An activity log, also known as an audit log or security log, is a comprehensive trail of breadcrumbs, documenting activities that happen on your website. It operates quietly behind the scenes, continuously tracking and logging events that could have implications for your site’s performance, security, and compliance. 

6 plugins to log WordPress activity

By default, WordPress doesn’t log all changes made to the site. You will need to install a plugin that takes care of activity logging for you. We tested the popular activity logs and put together a list of the top 6. In this section, we’ll dive into each plugin and talk about what we liked, what we didn’t like, and most importantly, what it tracks. 

1. MalCare

Recognizing the critical role of activity logging in website security, MalCare includes an activity log within its suite of security features. The plugin also includes a top-notch malware scanner, an excellent firewall, and easy malware removal.

It features an impressive dashboard, where all recorded activities are presented in an organized and accessible manner. Whether it’s a simple content edit or a major plugin update, MalCare’s activity log ensures that you are constantly informed and ready to respond to any potential security threats. 

What does it track?

• Changes to every article
• Comments that are posted
• User logins or updates
• Edits to a page 
• File-level changes 
• WooCommerce orders
• Plugin installs and updates
• Changes to themes

Pros 

• Real-time tracking
• User-friendly interface
• Bundled with security features

Cons 

• Not included in the free tier

Price: Plans start at $149/year

2. WP Activity Log

This is one of the most popular activity log plugins because it monitors a wide range of changes and offers a lot of settings that you can tweak.
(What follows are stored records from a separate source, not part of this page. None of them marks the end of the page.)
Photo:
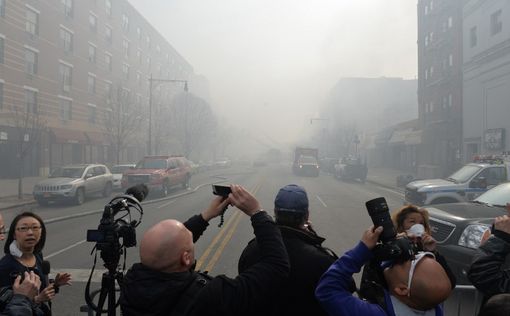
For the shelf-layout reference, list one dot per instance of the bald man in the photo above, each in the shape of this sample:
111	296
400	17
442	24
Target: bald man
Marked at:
165	283
414	287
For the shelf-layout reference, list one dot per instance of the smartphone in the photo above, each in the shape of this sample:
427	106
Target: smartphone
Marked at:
221	190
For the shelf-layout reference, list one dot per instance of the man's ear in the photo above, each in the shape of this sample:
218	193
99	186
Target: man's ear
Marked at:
401	290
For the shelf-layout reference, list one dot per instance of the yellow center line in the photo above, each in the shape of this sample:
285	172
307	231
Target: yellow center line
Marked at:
227	238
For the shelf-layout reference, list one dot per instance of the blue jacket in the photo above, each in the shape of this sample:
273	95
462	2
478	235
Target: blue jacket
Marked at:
333	290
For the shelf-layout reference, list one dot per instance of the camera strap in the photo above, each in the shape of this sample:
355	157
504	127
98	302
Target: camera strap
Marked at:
190	293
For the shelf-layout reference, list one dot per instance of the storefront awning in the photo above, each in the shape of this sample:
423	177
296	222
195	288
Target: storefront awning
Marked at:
96	138
70	136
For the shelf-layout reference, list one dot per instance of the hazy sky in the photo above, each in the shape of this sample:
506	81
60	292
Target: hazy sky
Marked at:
271	63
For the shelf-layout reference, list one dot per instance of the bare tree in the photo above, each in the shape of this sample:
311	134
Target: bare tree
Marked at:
122	120
192	122
29	126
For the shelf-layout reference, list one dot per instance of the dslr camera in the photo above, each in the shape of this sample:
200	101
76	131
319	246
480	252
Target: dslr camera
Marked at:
390	247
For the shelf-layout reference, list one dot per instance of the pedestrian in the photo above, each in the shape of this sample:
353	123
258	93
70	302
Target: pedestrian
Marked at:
413	287
23	253
308	258
165	282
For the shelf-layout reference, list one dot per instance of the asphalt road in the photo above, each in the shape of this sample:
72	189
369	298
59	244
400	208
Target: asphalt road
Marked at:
337	213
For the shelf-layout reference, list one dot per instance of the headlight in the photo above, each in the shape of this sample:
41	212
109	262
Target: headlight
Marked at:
472	235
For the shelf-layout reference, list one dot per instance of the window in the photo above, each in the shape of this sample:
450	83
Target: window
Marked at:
496	23
66	40
125	22
108	6
473	37
92	53
91	83
30	61
67	7
125	45
31	101
1	49
108	34
93	22
65	109
92	113
125	71
32	21
108	61
65	74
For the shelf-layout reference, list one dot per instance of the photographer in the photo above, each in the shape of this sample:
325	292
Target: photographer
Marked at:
308	258
486	272
414	287
165	283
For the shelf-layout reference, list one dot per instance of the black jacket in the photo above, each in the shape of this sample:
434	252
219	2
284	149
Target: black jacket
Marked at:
308	261
486	272
148	292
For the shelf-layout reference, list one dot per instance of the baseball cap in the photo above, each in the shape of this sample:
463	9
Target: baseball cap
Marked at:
291	197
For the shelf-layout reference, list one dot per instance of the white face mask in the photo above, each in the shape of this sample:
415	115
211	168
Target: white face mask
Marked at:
14	250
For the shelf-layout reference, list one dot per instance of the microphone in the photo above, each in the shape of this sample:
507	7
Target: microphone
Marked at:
139	191
46	270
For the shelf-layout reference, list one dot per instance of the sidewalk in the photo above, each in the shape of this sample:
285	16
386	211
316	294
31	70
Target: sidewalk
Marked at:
9	192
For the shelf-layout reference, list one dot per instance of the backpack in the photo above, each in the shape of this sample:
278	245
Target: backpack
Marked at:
187	298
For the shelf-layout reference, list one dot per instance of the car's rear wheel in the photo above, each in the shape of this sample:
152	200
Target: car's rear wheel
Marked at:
79	197
107	189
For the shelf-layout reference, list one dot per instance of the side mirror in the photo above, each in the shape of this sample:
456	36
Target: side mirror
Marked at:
478	183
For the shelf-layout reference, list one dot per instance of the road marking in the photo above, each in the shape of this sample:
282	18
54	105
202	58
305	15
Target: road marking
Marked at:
320	200
65	249
167	203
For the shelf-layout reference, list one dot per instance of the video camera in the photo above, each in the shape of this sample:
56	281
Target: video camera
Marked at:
390	247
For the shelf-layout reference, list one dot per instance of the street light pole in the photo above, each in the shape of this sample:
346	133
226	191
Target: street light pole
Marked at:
158	80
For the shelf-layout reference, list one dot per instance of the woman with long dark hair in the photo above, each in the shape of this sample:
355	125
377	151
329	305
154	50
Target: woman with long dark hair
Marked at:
23	253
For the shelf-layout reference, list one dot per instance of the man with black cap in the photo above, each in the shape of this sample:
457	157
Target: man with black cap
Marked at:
308	259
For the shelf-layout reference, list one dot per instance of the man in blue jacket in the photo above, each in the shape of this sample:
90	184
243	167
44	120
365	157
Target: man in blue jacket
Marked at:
414	287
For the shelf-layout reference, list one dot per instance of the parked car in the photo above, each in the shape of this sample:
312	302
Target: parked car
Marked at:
74	182
159	173
117	172
459	227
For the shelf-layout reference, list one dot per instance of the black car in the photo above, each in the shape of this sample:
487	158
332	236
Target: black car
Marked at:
459	227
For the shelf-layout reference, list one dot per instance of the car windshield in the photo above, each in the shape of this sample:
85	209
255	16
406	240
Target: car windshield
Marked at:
120	169
68	172
307	159
499	195
152	164
464	174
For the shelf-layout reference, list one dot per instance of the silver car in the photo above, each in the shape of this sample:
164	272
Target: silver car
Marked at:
74	182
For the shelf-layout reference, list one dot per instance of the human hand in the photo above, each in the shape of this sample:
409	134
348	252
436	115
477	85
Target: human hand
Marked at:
29	287
244	200
215	208
371	236
502	223
62	279
45	295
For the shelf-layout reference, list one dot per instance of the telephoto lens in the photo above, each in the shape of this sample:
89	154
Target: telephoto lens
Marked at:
380	214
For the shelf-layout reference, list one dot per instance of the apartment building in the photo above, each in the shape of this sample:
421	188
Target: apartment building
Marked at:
62	60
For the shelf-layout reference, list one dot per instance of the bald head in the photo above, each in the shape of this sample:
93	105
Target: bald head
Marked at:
167	247
429	287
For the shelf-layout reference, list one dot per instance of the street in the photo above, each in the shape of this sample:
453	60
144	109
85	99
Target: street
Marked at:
337	212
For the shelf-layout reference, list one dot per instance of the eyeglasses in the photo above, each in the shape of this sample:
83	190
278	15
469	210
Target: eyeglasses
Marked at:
414	263
25	229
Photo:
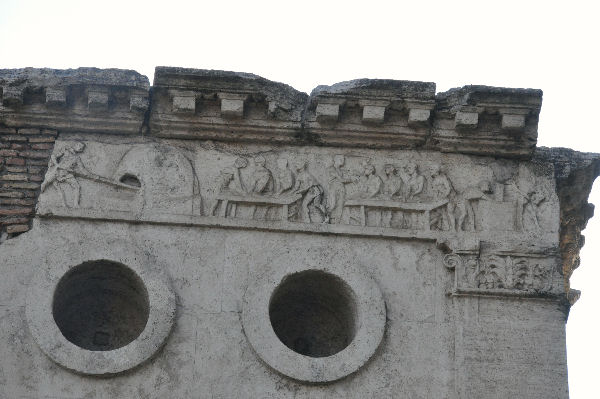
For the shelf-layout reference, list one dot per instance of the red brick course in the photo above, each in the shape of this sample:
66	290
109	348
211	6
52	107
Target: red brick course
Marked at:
24	157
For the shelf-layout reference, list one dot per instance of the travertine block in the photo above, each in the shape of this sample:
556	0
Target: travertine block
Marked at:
418	117
513	122
138	103
327	112
12	96
184	104
466	120
373	114
232	108
97	100
56	97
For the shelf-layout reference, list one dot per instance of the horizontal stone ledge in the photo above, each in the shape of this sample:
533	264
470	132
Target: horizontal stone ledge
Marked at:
198	102
442	237
505	293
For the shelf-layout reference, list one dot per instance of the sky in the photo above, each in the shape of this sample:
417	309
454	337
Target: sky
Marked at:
549	45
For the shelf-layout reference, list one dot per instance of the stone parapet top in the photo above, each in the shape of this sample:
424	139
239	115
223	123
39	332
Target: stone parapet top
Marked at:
79	100
231	106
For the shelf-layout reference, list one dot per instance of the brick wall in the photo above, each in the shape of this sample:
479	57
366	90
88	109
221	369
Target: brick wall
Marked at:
24	156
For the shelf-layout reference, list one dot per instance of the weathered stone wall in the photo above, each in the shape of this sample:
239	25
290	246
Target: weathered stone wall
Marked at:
25	153
221	235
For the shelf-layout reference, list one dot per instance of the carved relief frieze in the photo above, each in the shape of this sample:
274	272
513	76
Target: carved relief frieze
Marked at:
504	273
396	194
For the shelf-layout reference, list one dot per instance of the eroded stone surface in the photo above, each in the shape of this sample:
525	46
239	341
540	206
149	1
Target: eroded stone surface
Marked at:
448	237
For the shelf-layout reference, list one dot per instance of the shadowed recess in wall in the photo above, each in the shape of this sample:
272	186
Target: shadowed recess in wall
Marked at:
314	313
101	305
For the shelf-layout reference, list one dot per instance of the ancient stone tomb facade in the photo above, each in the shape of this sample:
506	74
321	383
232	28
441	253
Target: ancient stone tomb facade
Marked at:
220	235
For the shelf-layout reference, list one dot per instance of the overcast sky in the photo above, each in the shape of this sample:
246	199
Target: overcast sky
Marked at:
553	46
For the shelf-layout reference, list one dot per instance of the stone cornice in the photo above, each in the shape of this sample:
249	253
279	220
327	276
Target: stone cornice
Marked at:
230	106
74	100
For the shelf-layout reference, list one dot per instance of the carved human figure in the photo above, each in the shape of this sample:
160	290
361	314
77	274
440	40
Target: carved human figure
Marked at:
529	215
225	184
285	177
413	181
337	180
465	214
392	183
441	189
391	187
307	186
370	184
262	178
62	171
488	279
238	186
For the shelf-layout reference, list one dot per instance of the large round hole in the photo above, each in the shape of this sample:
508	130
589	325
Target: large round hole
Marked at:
100	305
313	313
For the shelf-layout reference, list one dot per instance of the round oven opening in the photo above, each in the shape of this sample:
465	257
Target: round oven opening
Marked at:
314	313
100	305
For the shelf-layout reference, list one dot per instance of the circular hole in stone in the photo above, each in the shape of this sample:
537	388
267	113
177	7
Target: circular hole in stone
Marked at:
313	313
100	305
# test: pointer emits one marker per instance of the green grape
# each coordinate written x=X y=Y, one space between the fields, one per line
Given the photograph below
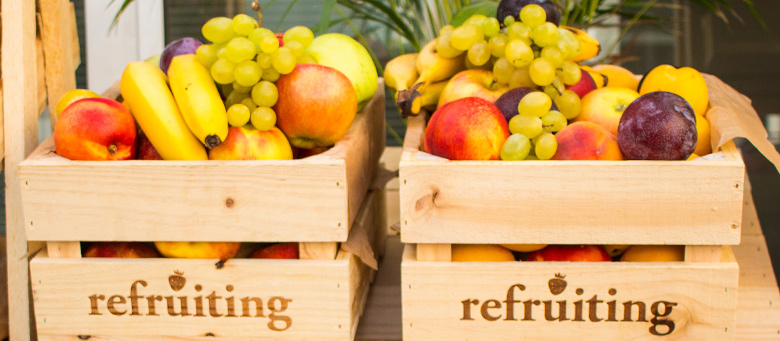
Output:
x=542 y=72
x=546 y=35
x=502 y=70
x=248 y=73
x=283 y=60
x=519 y=31
x=265 y=94
x=491 y=27
x=497 y=45
x=519 y=53
x=238 y=115
x=270 y=74
x=264 y=60
x=296 y=48
x=263 y=118
x=535 y=104
x=553 y=55
x=240 y=49
x=530 y=126
x=515 y=148
x=569 y=104
x=269 y=44
x=223 y=71
x=478 y=53
x=533 y=15
x=300 y=34
x=243 y=24
x=554 y=121
x=218 y=30
x=206 y=55
x=463 y=37
x=545 y=146
x=570 y=73
x=240 y=88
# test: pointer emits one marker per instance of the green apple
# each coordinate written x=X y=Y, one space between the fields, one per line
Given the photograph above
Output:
x=345 y=54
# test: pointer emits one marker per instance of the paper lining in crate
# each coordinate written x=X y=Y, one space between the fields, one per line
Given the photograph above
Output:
x=312 y=199
x=695 y=202
x=166 y=298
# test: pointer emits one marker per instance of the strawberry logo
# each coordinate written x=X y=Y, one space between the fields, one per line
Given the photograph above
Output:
x=557 y=284
x=177 y=280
The free plugin is pretty basic, but with a premium version, you can set up email/SMS notifications, custom log filters, user session management, and reporting. 
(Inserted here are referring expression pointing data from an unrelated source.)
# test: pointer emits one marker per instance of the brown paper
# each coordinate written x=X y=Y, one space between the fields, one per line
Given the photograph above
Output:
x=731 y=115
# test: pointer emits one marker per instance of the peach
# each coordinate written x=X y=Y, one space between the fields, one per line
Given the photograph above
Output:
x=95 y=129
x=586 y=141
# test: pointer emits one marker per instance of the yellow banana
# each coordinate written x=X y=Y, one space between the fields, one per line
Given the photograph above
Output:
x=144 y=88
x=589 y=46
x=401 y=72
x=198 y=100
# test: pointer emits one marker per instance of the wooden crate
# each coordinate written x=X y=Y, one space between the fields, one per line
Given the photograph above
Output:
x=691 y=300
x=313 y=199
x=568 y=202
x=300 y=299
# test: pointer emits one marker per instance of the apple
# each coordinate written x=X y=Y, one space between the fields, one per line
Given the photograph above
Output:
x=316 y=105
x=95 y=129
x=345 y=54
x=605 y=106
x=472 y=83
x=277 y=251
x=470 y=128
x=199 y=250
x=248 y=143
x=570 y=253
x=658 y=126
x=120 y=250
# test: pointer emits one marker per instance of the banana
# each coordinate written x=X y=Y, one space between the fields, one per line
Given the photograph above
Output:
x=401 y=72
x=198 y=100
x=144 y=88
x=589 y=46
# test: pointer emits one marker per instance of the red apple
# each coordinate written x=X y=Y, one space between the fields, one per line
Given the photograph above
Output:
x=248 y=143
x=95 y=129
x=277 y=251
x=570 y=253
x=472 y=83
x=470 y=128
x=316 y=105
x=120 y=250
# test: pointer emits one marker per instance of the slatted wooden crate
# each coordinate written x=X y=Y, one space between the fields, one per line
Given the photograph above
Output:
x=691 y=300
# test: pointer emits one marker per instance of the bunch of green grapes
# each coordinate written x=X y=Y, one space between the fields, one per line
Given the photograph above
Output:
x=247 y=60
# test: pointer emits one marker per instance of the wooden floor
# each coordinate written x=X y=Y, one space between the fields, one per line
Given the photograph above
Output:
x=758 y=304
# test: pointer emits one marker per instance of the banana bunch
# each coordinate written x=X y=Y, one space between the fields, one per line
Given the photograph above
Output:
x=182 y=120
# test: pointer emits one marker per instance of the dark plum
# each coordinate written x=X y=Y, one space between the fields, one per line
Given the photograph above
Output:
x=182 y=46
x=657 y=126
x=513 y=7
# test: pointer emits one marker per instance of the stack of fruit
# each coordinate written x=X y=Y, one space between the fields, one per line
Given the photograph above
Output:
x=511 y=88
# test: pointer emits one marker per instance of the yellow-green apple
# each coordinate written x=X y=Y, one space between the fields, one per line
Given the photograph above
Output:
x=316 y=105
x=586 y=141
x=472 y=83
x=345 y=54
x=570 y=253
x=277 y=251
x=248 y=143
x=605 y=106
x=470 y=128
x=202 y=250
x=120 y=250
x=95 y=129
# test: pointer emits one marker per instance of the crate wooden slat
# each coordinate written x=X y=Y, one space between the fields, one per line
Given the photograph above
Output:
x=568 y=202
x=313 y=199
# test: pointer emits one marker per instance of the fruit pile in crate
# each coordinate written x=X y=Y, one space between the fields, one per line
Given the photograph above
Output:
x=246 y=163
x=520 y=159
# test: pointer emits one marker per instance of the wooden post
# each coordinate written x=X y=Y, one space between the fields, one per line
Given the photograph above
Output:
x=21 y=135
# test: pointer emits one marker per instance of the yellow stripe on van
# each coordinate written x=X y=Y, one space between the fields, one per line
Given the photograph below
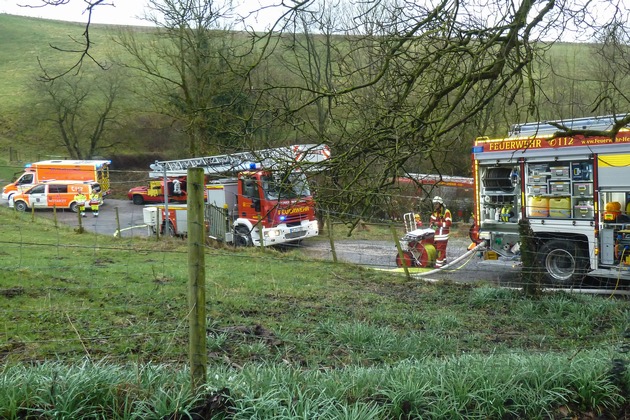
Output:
x=613 y=160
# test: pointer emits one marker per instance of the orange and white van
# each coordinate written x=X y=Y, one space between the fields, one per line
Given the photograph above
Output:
x=48 y=170
x=54 y=194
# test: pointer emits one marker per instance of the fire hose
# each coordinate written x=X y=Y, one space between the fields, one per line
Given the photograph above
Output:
x=479 y=247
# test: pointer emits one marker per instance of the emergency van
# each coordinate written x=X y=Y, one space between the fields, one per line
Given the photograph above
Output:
x=573 y=189
x=54 y=194
x=47 y=170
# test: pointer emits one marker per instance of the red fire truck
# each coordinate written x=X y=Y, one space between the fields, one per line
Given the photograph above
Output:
x=574 y=191
x=268 y=202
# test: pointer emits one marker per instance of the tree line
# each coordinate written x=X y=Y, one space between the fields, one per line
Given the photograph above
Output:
x=392 y=86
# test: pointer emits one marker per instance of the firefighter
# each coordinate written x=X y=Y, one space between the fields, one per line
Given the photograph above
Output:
x=441 y=221
x=95 y=201
x=80 y=198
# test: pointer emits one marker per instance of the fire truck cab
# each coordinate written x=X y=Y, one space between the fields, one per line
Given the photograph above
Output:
x=573 y=190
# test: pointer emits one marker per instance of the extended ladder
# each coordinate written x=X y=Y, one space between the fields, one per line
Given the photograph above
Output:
x=243 y=161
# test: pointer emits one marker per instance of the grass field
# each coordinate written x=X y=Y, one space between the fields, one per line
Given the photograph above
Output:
x=287 y=337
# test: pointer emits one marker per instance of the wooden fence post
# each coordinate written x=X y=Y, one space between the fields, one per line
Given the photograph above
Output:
x=196 y=278
x=330 y=237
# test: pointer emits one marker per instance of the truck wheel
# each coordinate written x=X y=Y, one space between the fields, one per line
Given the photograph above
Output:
x=20 y=206
x=406 y=261
x=564 y=262
x=242 y=236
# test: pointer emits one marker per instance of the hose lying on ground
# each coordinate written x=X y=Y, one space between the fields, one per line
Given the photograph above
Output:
x=479 y=247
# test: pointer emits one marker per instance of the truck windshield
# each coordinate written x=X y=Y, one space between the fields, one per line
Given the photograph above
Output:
x=285 y=186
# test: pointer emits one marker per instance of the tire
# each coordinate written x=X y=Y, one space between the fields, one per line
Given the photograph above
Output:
x=20 y=206
x=242 y=237
x=564 y=262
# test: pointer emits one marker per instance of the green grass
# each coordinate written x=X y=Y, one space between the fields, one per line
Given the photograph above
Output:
x=287 y=336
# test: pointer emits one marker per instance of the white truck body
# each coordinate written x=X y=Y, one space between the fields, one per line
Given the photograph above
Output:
x=565 y=186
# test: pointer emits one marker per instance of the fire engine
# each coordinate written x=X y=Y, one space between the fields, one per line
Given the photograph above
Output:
x=267 y=202
x=69 y=170
x=573 y=189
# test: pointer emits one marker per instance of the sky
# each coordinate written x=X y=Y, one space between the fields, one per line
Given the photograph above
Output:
x=122 y=12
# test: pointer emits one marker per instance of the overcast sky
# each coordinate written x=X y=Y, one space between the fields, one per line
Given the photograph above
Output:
x=123 y=12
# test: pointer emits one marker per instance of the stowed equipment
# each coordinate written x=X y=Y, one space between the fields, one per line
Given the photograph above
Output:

It has a comprehensive dashboard. We loved that the plugin determines the level of severity for various changes. For example, installing and activating some plugins were marked as high risk, while logging in was considered low risk.
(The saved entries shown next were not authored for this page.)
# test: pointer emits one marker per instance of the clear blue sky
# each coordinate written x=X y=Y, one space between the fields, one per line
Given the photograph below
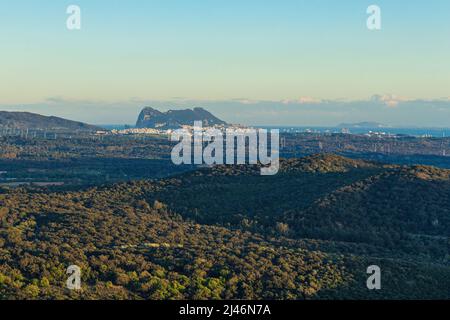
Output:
x=222 y=50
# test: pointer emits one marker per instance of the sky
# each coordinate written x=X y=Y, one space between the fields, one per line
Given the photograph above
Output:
x=285 y=62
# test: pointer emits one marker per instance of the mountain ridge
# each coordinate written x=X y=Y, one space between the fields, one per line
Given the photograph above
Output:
x=174 y=119
x=29 y=120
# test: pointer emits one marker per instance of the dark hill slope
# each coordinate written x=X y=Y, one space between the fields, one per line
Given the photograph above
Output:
x=174 y=119
x=24 y=120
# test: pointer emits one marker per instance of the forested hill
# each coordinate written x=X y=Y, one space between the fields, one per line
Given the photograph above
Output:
x=309 y=232
x=27 y=120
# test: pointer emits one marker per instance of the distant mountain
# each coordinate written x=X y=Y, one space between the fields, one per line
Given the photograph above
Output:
x=24 y=120
x=173 y=119
x=362 y=125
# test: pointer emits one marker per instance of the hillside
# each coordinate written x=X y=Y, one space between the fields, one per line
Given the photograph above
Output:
x=228 y=233
x=27 y=120
x=174 y=119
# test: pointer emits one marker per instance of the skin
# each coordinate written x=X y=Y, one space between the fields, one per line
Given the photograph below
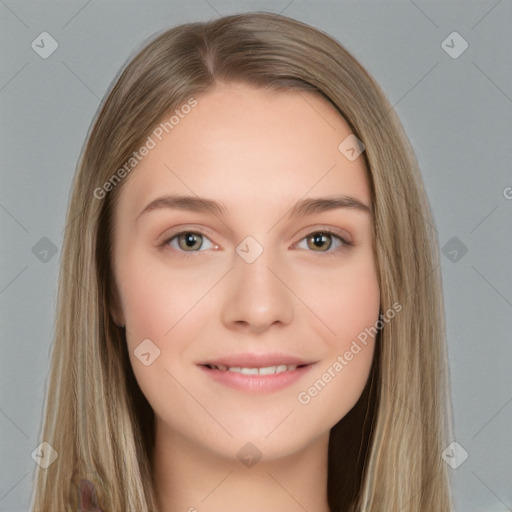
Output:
x=257 y=152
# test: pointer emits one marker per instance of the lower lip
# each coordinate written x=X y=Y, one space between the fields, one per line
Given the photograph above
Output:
x=257 y=383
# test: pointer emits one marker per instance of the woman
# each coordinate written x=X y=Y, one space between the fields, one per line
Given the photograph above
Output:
x=250 y=313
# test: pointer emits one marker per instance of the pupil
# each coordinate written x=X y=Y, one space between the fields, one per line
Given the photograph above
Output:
x=191 y=240
x=321 y=240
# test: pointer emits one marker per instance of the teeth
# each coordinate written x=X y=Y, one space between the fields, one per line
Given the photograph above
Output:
x=268 y=370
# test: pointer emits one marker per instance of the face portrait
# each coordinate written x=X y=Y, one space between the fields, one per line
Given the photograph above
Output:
x=243 y=252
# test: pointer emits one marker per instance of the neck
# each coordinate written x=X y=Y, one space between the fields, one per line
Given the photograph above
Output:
x=190 y=478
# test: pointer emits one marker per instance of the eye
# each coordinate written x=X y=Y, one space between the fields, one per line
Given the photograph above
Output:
x=189 y=241
x=322 y=241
We recognize that plugin installs can be risky, and potentially crash your site. So, this feature is definitely important. 

What does it track?

• Post and page changes 
• Changes to tags and categories 
• Modifications to widgets or menus
• Changes to user profiles
• All logins, including failed ones
• Changes to WordPress core 
• Site-wide changes like permalinks
• Changes to multisite networks
• Modifications to plugins and themes
• WordPress database changes 
• WooCommerce orders and product changes
• Site file changes

Pros

• Marks different severities for each logged item
• Extensive customizability
• Email and SMS notifications

Cons

• Most settings are behind a paywall
• Limited information about changes

Price: Free plugin with licenses that start at $99/year

3. Simple History

Simple History offers an uncomplicated approach to tracking changes within your WordPress site, ensuring that every significant action is recorded and easily accessible. 

It has an intuitive dashboard, located within the Dashboard section of your admin panel, that gives an overview of recent activities like changes to posts or plugin installs. You can customize the view in the dashboard as well. For example, you can only show changes containing a specific word. 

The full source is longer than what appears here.